739In questa guisa la cronologia ella ci vien accertata de’ suoi tempi col progresso de’ costumi e de’ fatti, co’ quali ha dovuto camminare il gener umano. Perché, per una degnitá sopra posta, ella qui ha incominciato la sua dottrina dond’ebbe incominciamento la sua materia: da Χρόνος, Saturno (onde da’ greci fu detto χρόνος il tempo), numeratore degli anni con le raccolte, e da Urania, contemplatrice del cielo, affin di prender gli augúri, e da Zoroaste, contemplatore degli astri per dar gli oracoli dal tragitto delle stelle cadenti (che furon i primi μαθήματα, i primi Θεωρήματα, le prime cose sublimi o divine che contemplarono ed osservaron le nazioni, come si è sopra detto); e poi, col salire Saturno nella settima sfera, indi Urania divenne contemplatrice de’ pianeti e degli astri, e i caldei, con l’agio delle lor immense pianure, divennero astronomi ed astrologhi, col misurarne i lor moti e contemplarne i di lor aspetti, ed immaginarne gl’influssi sopra i corpi che dicono «sublunari» ed anco, vanamente, sopra le libere volontá degli uomini. Alla qual scienza restaron i primi nomi, che l’erano stati dati con tutta propietá: uno di «astronomia» o sia scienza delle leggi degli astri, l’altro di «astrologia» o sia scienza del parlare degli astri, l’uno e l’altro in significato di «divinazione», come da que’ «teoremi» funne detta «teologia» la scienza del parlar degli dèi ne’ lor oracoli, auspíci e augúri. Onde, finalmente, la mattematica scese a misurare la terra, le cui misure non si potevan accertare che da quelle dimostrate del cielo, e la prima e principale sua parte si portò il propio nome, col qual è detta «geometria». [p. 364 modifica]
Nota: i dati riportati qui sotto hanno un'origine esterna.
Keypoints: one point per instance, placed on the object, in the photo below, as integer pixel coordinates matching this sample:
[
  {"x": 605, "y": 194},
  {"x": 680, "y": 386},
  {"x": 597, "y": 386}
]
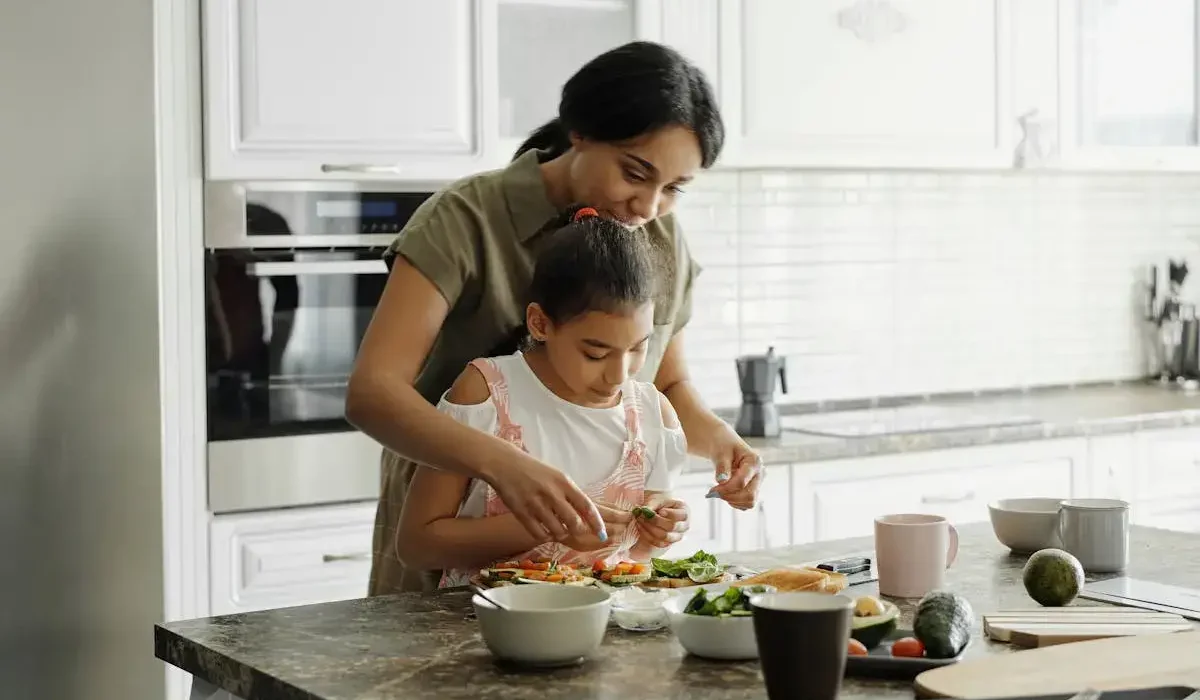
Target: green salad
[
  {"x": 700, "y": 567},
  {"x": 735, "y": 602}
]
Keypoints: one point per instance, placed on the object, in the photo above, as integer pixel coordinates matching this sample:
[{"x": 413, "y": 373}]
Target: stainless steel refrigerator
[{"x": 81, "y": 502}]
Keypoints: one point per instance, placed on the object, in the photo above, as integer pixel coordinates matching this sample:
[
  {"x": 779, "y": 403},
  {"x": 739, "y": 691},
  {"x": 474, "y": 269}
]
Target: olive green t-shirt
[{"x": 477, "y": 240}]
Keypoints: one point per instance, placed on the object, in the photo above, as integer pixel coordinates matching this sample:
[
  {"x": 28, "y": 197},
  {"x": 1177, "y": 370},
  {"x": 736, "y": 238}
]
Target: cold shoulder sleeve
[
  {"x": 667, "y": 444},
  {"x": 479, "y": 416}
]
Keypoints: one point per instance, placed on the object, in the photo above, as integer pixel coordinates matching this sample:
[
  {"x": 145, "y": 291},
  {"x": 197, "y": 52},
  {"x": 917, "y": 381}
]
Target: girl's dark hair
[{"x": 630, "y": 90}]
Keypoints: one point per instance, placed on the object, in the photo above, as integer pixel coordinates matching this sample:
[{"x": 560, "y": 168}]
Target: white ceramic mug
[
  {"x": 912, "y": 552},
  {"x": 1096, "y": 531}
]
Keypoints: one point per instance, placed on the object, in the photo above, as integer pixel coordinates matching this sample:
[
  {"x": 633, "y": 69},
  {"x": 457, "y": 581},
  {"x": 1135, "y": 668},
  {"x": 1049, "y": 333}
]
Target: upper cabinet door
[
  {"x": 869, "y": 83},
  {"x": 540, "y": 43},
  {"x": 349, "y": 89},
  {"x": 1129, "y": 70}
]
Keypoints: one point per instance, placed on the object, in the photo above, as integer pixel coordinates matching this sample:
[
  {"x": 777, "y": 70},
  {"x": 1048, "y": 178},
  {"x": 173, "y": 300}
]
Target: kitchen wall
[{"x": 879, "y": 283}]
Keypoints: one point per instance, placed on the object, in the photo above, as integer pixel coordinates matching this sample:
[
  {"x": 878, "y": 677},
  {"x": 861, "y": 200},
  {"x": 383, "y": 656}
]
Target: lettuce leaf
[{"x": 700, "y": 564}]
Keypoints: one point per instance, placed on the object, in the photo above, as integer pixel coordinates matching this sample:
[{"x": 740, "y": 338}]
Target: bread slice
[{"x": 798, "y": 579}]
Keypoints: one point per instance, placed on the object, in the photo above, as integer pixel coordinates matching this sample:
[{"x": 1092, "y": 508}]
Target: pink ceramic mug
[{"x": 912, "y": 552}]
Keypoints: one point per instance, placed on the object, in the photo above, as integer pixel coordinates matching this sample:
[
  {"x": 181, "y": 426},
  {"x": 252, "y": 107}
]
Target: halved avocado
[{"x": 871, "y": 629}]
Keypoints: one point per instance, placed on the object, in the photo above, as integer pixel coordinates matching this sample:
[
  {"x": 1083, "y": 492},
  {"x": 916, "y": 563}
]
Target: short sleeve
[
  {"x": 687, "y": 267},
  {"x": 479, "y": 416},
  {"x": 670, "y": 448},
  {"x": 442, "y": 241}
]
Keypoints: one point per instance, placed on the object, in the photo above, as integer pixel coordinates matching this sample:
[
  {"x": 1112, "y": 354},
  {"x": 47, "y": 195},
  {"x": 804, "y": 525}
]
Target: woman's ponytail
[{"x": 550, "y": 137}]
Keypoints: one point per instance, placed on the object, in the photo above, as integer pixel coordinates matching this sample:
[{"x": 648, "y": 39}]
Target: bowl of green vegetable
[{"x": 714, "y": 621}]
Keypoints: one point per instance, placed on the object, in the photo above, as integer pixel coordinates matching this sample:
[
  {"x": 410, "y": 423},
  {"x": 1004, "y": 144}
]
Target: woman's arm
[
  {"x": 430, "y": 534},
  {"x": 383, "y": 402}
]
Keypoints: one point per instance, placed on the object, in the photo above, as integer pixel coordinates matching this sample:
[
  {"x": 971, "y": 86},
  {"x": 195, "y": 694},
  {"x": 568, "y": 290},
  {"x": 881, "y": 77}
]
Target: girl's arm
[
  {"x": 383, "y": 402},
  {"x": 430, "y": 534}
]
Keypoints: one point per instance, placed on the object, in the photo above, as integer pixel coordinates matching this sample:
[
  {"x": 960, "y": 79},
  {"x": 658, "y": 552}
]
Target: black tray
[
  {"x": 1156, "y": 693},
  {"x": 879, "y": 663}
]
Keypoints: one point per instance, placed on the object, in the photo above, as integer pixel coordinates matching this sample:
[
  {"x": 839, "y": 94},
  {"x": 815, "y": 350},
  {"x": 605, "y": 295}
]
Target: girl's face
[
  {"x": 637, "y": 180},
  {"x": 594, "y": 353}
]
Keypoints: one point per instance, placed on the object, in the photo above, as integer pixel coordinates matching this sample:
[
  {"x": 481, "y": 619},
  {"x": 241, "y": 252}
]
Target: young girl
[{"x": 569, "y": 400}]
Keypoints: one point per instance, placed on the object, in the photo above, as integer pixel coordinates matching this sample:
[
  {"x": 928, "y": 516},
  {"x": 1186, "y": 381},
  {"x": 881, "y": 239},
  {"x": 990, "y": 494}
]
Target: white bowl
[
  {"x": 545, "y": 626},
  {"x": 1026, "y": 525},
  {"x": 712, "y": 638}
]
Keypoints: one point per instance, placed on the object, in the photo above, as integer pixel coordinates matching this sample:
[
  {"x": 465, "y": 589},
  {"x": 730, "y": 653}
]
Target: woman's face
[
  {"x": 594, "y": 353},
  {"x": 637, "y": 180}
]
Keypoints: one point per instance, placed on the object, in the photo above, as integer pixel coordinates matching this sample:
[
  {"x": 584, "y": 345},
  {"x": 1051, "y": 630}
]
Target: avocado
[
  {"x": 943, "y": 623},
  {"x": 1053, "y": 576},
  {"x": 871, "y": 629}
]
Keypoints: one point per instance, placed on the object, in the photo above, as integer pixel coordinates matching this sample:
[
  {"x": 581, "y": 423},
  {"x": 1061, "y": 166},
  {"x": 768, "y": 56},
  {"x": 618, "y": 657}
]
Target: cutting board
[
  {"x": 1050, "y": 626},
  {"x": 1105, "y": 664}
]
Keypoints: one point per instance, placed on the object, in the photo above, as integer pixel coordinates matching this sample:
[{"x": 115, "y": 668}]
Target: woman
[{"x": 635, "y": 125}]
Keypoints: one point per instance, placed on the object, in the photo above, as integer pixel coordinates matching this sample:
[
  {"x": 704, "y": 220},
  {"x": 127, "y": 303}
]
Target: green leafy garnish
[
  {"x": 735, "y": 602},
  {"x": 699, "y": 567}
]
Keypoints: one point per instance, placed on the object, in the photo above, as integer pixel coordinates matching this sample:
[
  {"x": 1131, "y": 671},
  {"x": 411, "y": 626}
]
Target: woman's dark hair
[{"x": 630, "y": 90}]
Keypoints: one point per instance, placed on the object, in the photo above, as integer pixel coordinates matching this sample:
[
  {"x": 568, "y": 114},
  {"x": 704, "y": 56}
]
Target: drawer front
[
  {"x": 291, "y": 558},
  {"x": 1169, "y": 465},
  {"x": 849, "y": 508}
]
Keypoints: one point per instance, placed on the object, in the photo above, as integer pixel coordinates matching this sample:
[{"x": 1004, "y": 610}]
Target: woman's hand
[
  {"x": 546, "y": 501},
  {"x": 616, "y": 524},
  {"x": 738, "y": 470},
  {"x": 667, "y": 526}
]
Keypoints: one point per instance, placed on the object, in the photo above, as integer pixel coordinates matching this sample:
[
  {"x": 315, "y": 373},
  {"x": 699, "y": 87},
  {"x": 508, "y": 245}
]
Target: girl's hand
[
  {"x": 667, "y": 526},
  {"x": 738, "y": 471},
  {"x": 616, "y": 524}
]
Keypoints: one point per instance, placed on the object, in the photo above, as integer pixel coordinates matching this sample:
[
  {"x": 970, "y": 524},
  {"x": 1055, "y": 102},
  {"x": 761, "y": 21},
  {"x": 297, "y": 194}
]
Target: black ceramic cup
[{"x": 802, "y": 642}]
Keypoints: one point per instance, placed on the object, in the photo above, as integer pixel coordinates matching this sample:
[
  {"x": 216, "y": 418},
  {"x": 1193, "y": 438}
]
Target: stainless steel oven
[{"x": 293, "y": 275}]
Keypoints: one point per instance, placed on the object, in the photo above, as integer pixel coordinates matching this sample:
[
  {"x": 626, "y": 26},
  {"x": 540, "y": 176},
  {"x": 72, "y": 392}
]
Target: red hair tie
[{"x": 587, "y": 211}]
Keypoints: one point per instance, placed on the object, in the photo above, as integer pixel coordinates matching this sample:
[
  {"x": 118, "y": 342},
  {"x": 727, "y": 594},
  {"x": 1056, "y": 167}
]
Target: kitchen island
[{"x": 426, "y": 646}]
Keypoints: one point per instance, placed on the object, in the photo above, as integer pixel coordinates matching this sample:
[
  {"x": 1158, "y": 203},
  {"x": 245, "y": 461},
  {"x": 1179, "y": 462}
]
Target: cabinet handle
[
  {"x": 365, "y": 168},
  {"x": 330, "y": 558},
  {"x": 963, "y": 498}
]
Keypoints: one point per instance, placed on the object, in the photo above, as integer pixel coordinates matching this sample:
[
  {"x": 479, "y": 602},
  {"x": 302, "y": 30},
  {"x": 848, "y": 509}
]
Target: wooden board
[
  {"x": 1105, "y": 664},
  {"x": 1051, "y": 626}
]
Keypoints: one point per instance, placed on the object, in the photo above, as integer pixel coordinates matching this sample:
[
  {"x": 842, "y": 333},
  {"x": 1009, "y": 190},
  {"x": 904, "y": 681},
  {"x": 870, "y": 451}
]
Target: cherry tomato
[{"x": 909, "y": 646}]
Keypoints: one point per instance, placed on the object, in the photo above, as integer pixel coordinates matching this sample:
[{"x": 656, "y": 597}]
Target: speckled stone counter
[
  {"x": 424, "y": 646},
  {"x": 1063, "y": 412}
]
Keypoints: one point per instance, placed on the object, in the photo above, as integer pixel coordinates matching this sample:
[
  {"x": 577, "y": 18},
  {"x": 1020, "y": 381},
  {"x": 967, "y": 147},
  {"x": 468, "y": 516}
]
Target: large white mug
[
  {"x": 912, "y": 552},
  {"x": 1096, "y": 531}
]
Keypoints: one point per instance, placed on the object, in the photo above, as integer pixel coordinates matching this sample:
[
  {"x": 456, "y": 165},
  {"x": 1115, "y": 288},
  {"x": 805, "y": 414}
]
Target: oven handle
[{"x": 281, "y": 269}]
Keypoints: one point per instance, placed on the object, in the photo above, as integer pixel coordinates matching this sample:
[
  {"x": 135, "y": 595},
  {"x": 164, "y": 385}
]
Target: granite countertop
[
  {"x": 424, "y": 646},
  {"x": 1061, "y": 413}
]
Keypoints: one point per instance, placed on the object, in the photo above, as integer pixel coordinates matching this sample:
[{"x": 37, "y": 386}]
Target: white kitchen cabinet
[
  {"x": 289, "y": 557},
  {"x": 712, "y": 519},
  {"x": 311, "y": 89},
  {"x": 841, "y": 498},
  {"x": 1129, "y": 72},
  {"x": 879, "y": 83}
]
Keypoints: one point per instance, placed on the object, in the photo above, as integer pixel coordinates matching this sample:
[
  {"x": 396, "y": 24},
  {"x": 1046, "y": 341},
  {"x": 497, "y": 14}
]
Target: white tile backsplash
[{"x": 877, "y": 283}]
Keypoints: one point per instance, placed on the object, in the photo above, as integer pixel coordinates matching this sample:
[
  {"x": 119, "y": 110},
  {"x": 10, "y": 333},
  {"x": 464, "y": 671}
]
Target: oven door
[{"x": 283, "y": 329}]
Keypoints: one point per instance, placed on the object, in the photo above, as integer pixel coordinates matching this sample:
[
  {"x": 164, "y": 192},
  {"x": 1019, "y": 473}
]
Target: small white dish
[
  {"x": 544, "y": 626},
  {"x": 1026, "y": 525}
]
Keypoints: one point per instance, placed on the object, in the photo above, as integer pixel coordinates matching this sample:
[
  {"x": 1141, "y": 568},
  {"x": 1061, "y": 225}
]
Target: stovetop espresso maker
[{"x": 759, "y": 414}]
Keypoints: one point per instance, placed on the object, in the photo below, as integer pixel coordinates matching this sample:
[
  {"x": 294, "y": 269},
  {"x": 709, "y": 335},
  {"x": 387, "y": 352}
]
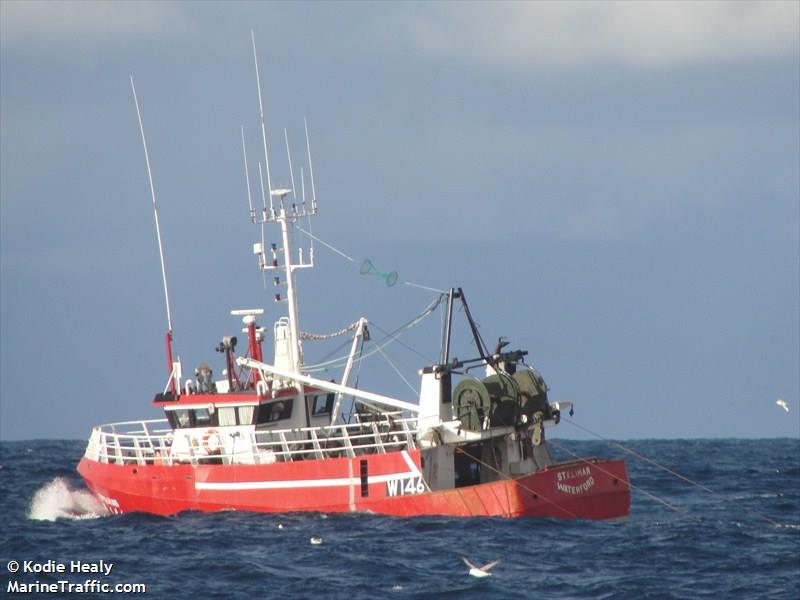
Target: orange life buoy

740Perché, adunque, non ne incominciarono la dottrina donde aveva incominciato la materia ch’essi trattavano — perché incominciano dall’anno astronomico, il quale, come sopra si è detto, non nacque tralle nazioni che dopo almeno un mille anni, e che non poteva accertargli d’altro che delle congiunzioni ed opposizioni che le costellazioni e i pianeti si avessero fatti nel cielo, ma nulla delle cose che con proseguito corso fussero succedute qui in terra (nello che andò a perdersi il generoso sforzo di Piero Cardinal d’Alliac) — perciò tanto poco han fruttato a pro de’ principi e della perpetuitá della storia universale (de’ quali dopo essi tuttavia pur mancava) i due maravigliosi ingegni, con la loro stupenda erudizione, Giuseppe Giusto Scaligero nella sua Emendazione e Dionigi Petavio nella sua Dottrina de’ tempi.